According to Hlinka, Canadians have been working with tax preparers, or what he calls “co-conspirators,” to fake donations and issue forged receipts. [CBC Metro Morning Show: Charity Claims with guest Michael Hlinka.]

Sumac Research looked into it, and the problem is real. In documents the CRA turned over to the Canadian Press, the CRA reveals how big the problem has become, citing the results from three successive investigations. The most shocking results were in 2008 when they “identified 66 tax preparers associated with 132,000 tax returns and false tax deductions with an estimated tax at risk of $216 million.” [Beeby, Dean. The Canadian Press. Probes of tax scams prompt revamp of charitable receipts. December 12, 2010. ]

What’s strange, however, is Hlinka’s proposed solution to the problem: To put an end to the tax credit for charitable donations all together. Ahem, come again? That’s right, Hlinka reasons that it’s not really needed anyway. He says “…people give money to the extent that they think it is going to be used well,” not for the tax credit. In fact, he says “you would be surprised at how little the impact would be” on charitable donations. [CBC Metro Morning Show: Charity Claims with guest Michael Hlinka.]
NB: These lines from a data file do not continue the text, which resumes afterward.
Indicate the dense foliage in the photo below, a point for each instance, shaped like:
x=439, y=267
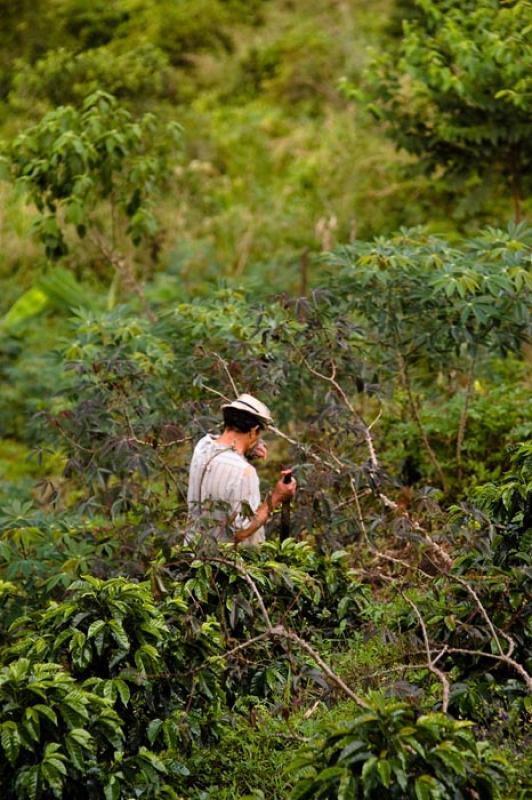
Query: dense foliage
x=198, y=201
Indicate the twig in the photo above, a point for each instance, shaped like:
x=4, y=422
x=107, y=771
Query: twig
x=281, y=632
x=505, y=659
x=463, y=415
x=481, y=608
x=223, y=362
x=365, y=429
x=215, y=391
x=431, y=662
x=405, y=380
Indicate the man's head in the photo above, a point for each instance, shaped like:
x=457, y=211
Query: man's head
x=248, y=415
x=249, y=405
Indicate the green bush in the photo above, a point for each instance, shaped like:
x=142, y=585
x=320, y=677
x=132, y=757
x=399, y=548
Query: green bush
x=390, y=751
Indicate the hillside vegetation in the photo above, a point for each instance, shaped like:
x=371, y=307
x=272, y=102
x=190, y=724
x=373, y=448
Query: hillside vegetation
x=324, y=204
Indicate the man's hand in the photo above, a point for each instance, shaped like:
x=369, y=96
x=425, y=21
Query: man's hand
x=259, y=451
x=282, y=490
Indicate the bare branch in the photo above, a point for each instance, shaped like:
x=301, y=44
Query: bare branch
x=365, y=429
x=504, y=658
x=223, y=363
x=431, y=662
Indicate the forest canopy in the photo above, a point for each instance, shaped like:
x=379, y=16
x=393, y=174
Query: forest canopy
x=327, y=206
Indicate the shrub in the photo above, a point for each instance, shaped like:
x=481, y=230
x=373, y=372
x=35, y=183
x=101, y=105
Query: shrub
x=391, y=752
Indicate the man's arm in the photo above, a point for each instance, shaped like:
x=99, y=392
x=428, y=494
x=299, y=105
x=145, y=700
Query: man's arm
x=273, y=500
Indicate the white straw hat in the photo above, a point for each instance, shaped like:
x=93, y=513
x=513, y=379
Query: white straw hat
x=246, y=402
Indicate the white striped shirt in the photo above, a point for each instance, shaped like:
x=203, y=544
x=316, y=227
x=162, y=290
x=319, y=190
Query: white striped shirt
x=219, y=474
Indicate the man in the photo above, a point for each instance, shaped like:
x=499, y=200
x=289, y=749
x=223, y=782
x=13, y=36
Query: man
x=223, y=490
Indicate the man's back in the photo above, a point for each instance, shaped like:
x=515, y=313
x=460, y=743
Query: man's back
x=220, y=475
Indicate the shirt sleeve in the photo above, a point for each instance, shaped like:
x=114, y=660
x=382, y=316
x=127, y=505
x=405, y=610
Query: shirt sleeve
x=247, y=497
x=250, y=496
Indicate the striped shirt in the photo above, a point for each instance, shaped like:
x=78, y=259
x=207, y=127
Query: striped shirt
x=222, y=486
While one cannot argue that abolishing tax credits would solve the fraud problem, is this really the solution? There are good public policy reasons for governments to provide tax benefits to taxpayers donating to charities:

  • Tax benefit provide an additional incentive for taxpayers to give to charity.

  • Charities, by definition, must provide benefit to the public.

Doing away with tax credits for donations, therefore, would almost certainly have a negative impact on charities and society as a whole. So why does Hlinka assume that the impact on charitable donations would be minimal? Well, it seems it’s just based on his personal opinion. He says tax benefits do not influence his personal donation decisions, so he assumes everyone else is the same.

Fortunately, the CRA has other plans for putting a stop to this abuse. Because paper receipts are so easily faked and forged, agency officials are proposing “tougher rules requiring charities to electronically track and account for their receipts, to help the taxman flush out fraudsters.” [Beeby, Dean. The Canadian Press. Probes of tax scams prompt revamp of charitable receipts. December 12, 2010.] This sounds like more reasonable solution, and one that won’t put charities out too much.